2026/5/18
元寇の防塁と鎌倉武士、騎馬と長弓で異国軍を退けた戦術

元寇について詳しく教えて欲しい。鎌倉時代、この辺りはどういう武士がいたのか?
キュリオす
13世紀後半、元軍は二度にわたり日本へ侵攻した。福岡市の元寇防塁跡を起点に、当時の鎌倉武士が騎馬と長弓戦術、そして恩賞への渇望を武器に、集団戦法や火薬兵器を用いる元軍とどのように戦ったのか、その実態を史料から探る。
福岡市西区の元寇防塁跡に立つと、かつて異国の軍勢が押し寄せた海岸線が眼前に広がる。穏やかな波が打ち寄せる砂浜の向こうに、玄界灘の水平線が伸びる風景は、鎌倉時代の緊迫した状況を想像しにくいほど静かだ。しかし、この地に築かれた石塁の断片や、地中に埋もれた遺物からは、当時の人々が直面した未曾有の危機と、それを乗り越えようとした確かな痕跡が読み取れる。鎌倉武士は、その強さをもって元軍を退けたと言われるが、具体的にどのような戦い方で、どのような「強さ」を発揮したのだろうか。その実態を、残された史料から探ることは、歴史の深層に触れる試みである。
元寇は、13世紀後半にモンゴル帝国とその属国である高麗によって二度にわたって日本へ行われた侵攻を指す。一度目は1274年(文永11年)の「文永の役」、二度目は1281年(弘安4年)の「弘安の役」である。背景には、ユーラシア大陸を席巻したモンゴル帝国の拡大政策があった。フビライ・ハーンは、高麗を服属させた後、日本にも朝貢を求めた。しかし、鎌倉幕府がこれを拒否したため、武力による制圧が計画されたのだ。

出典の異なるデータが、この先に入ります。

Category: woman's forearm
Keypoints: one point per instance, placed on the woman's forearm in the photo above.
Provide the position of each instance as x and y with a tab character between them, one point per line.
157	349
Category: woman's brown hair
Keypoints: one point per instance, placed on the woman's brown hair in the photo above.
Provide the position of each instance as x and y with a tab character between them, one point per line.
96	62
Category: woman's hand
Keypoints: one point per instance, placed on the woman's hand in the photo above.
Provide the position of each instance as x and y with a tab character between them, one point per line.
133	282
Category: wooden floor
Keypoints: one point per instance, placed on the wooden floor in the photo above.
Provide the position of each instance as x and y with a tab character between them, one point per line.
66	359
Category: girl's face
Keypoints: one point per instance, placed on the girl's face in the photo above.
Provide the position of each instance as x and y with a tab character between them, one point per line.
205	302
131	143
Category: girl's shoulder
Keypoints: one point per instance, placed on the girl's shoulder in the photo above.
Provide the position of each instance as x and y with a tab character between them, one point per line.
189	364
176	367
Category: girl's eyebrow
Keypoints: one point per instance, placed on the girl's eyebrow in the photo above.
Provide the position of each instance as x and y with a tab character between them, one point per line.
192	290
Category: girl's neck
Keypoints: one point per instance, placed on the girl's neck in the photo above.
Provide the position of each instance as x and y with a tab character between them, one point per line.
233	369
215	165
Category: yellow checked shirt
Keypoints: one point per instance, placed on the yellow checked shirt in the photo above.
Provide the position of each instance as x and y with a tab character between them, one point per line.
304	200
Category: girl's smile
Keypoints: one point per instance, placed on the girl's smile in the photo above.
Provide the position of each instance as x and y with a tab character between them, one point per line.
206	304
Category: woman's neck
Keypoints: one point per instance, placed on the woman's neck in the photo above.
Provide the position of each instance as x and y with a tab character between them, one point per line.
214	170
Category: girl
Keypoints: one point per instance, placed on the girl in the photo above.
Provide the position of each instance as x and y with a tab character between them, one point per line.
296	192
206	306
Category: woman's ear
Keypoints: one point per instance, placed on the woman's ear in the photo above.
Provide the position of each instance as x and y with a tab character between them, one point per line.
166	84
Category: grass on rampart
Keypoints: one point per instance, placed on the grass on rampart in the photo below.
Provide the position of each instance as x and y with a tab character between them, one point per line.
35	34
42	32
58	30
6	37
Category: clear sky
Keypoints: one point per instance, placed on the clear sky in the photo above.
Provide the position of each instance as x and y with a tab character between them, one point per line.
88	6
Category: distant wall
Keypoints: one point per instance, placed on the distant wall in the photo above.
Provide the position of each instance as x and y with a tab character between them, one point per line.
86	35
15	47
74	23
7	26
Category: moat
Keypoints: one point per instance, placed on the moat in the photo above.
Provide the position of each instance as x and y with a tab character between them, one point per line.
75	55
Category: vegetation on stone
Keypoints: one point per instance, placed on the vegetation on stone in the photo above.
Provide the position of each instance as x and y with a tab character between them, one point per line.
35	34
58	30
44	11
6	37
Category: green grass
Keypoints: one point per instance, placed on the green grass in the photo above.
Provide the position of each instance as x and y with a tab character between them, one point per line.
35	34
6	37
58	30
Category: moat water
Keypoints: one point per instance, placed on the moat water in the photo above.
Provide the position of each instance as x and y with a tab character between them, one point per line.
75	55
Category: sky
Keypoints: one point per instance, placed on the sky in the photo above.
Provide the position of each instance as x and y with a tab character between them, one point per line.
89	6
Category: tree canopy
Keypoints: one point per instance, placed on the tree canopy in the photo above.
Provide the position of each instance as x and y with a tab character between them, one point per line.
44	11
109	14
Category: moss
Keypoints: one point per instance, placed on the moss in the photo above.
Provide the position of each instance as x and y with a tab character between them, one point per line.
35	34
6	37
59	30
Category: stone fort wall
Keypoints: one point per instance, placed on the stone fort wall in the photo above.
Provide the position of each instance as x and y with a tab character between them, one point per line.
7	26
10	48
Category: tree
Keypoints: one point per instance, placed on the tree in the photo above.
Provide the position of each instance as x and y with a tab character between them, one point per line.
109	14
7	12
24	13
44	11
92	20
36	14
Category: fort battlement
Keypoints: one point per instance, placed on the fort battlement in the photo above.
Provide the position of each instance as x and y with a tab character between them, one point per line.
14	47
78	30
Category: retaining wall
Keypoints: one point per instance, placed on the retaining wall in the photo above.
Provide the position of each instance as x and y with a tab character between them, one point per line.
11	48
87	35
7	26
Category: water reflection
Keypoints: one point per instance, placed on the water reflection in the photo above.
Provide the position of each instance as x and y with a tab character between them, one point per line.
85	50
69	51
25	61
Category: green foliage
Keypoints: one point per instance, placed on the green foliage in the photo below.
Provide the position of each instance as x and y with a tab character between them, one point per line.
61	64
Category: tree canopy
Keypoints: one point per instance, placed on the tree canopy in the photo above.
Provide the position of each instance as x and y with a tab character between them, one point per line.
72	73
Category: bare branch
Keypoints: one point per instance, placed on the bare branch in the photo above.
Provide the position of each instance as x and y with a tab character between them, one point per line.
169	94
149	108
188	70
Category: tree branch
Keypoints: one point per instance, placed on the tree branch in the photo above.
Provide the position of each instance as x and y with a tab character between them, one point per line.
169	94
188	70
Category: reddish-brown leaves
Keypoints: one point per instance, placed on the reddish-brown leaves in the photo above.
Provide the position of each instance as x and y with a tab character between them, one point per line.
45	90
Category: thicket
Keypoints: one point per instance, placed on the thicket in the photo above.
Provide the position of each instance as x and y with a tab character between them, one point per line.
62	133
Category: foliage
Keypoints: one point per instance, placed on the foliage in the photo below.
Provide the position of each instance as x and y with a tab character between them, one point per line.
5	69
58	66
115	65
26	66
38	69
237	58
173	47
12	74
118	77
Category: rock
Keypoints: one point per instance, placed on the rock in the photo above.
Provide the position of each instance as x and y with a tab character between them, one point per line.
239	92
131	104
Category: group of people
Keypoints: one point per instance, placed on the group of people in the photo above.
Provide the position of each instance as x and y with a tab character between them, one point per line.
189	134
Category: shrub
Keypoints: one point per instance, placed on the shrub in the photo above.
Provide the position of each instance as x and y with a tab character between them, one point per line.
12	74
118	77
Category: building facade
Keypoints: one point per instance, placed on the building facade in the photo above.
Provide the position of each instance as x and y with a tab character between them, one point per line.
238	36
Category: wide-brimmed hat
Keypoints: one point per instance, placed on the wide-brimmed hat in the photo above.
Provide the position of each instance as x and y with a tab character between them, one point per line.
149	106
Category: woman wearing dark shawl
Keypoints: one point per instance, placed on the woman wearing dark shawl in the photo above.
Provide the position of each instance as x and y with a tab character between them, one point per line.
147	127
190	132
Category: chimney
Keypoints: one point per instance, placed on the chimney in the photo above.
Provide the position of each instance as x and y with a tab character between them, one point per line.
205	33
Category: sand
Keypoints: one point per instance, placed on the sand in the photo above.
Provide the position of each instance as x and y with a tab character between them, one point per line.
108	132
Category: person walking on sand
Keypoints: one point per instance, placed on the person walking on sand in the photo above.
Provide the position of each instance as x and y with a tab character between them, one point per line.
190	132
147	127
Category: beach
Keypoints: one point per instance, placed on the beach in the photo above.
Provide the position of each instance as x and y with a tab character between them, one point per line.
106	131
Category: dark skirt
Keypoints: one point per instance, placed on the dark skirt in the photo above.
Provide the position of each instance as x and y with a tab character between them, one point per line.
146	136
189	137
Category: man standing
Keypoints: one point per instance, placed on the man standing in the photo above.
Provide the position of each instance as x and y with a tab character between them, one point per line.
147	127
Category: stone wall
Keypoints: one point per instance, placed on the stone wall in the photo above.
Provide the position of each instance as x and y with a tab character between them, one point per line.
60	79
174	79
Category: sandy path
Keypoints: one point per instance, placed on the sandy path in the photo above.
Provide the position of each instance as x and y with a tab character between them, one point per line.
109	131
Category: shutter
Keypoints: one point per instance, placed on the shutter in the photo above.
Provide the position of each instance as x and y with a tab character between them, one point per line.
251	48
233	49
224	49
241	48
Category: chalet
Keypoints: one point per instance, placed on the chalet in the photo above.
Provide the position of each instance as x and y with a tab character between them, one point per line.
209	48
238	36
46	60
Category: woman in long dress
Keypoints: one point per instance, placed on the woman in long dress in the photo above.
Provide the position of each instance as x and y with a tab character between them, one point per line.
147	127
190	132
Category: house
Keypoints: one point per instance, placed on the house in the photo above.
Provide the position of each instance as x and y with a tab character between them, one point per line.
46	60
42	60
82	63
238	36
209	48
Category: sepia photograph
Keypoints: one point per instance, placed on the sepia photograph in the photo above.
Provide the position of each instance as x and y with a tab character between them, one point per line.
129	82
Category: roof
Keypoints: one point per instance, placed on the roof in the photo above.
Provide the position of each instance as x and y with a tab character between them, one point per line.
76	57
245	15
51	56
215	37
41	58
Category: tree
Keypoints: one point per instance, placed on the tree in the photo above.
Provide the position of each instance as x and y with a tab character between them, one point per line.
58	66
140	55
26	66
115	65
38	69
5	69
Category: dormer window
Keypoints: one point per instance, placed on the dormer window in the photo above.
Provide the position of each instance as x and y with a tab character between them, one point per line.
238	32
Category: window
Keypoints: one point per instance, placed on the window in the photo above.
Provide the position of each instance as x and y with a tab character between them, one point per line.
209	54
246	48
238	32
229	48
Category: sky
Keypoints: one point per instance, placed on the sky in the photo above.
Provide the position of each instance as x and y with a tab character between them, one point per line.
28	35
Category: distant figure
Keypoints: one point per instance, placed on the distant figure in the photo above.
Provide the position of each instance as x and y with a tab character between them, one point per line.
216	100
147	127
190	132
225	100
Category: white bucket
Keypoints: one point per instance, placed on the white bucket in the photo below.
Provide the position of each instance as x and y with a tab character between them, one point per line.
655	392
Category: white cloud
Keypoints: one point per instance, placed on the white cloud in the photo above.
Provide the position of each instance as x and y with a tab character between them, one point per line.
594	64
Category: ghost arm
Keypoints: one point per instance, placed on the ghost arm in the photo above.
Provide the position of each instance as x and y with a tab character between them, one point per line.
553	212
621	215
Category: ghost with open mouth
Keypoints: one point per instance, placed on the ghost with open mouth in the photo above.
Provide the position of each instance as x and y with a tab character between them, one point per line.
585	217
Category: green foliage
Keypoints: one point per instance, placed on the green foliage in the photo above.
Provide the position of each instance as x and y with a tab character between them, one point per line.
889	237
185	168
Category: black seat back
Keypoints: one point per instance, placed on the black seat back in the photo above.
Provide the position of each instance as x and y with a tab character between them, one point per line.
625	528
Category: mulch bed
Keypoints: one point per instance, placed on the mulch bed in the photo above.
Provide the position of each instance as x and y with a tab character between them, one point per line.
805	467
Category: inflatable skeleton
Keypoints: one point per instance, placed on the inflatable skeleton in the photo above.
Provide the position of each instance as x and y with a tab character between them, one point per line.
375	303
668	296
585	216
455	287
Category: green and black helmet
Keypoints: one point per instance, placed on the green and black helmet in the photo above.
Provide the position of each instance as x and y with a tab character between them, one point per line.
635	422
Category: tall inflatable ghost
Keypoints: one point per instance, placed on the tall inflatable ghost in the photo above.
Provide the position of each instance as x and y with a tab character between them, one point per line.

文永の役では、高麗軍を主力とする約3万人規模の元軍が、900隻もの船団を組んで対馬、壱岐を襲撃し、博多湾に上陸した。日本側は少弐景資や大友頼泰らが率いる九州の御家人たちが応戦したが、元軍の集団戦法や火薬兵器「てつはう」に苦戦したとされる。しかし、上陸後わずか数日で元軍は撤退。その理由には諸説あるが、日本側の頑強な抵抗、兵糧の不足、そして夜間の暴風雨などが挙げられている。この役は、日本に大きな衝撃を与え、幕府に本格的な防衛体制の構築を促すことになった。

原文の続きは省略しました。